Forum Moderators: phranque

Message Too Old, No Replies

Redirect all unauthorized domain aliases to actual domain?

         

georgec

8:22 pm on Apr 3, 2009 (gmt 0)

10+ Year Member



Hi guys:
I have a problem where hundreds of unauthorized domains on the web are set up to act as aliases to my actual domain, so domains like:

bad.com
bad2.com
bad3.com

all load my site with NO redirection (so bad.com loads my site while remaining bad.com in the user's address bar). I've read this is for the purpose of stealing page rank.

With that said, I need to basically redirect all domain aliases to my actual domain. So far I have:


RewriteCond %{HTTP_HOST} !^(www\.mysite\.com)?$
RewriteRule (.*) http://www.mysite.com/$1 [R=301,L]

This seems to work for URLs with no query strings, but for those with, such as:

http://www.badsite.com/forums/forumdisplay.php?s=&daysprune=&f=29

I get redirected to the 404 error page on mysite.com. This even happens if I replace badsite.com with mysite.com above and leave out the "www" part. Is there something I'm missing in my mod_rewrite code above to take into account basically all types of URLs?

Thanks, I could really use some help getting this working, since right now there are literally hundreds of domain alias leeching on my actual domain.

[edited by: jdMorgan at 4:43 am (utc) on April 4, 2009]
[edit reason] de-linked [/edit]

g1smd

8:50 pm on Apr 3, 2009 (gmt 0)

WebmasterWorld Senior Member 10+ Year Member Top Contributors Of The Month



There's nothing in the code you supplied to cause that effect.
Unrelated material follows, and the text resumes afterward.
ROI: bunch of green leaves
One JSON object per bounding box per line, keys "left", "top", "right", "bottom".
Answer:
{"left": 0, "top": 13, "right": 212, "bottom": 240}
There's some other issue making that happen.

Err, hang on. What happens if you remove the question mark from the Condition?

Surely, none of these domains are listed in your httpd.conf configuration file?

georgec

9:34 pm on Apr 3, 2009 (gmt 0)

10+ Year Member



Hi:
Thanks, and nope, those bad domains are definitely not in my httpd.conf. Here's what happens with the code I posted above. If I enter:

http://www.mysite.com/adirectory/ -> no redirection, fine
http://mysite.com/adirectory/ -> redirects to mysite.com's 404 page
http://www.badsite.com/adirectory/ -> redirects to http://www.mysite.com

In other words, case #2 and #3 all fail, though differently depending on whether the domain is mine or the unauthorized one. Removing the question mark from the rewrite code doesn't make a difference.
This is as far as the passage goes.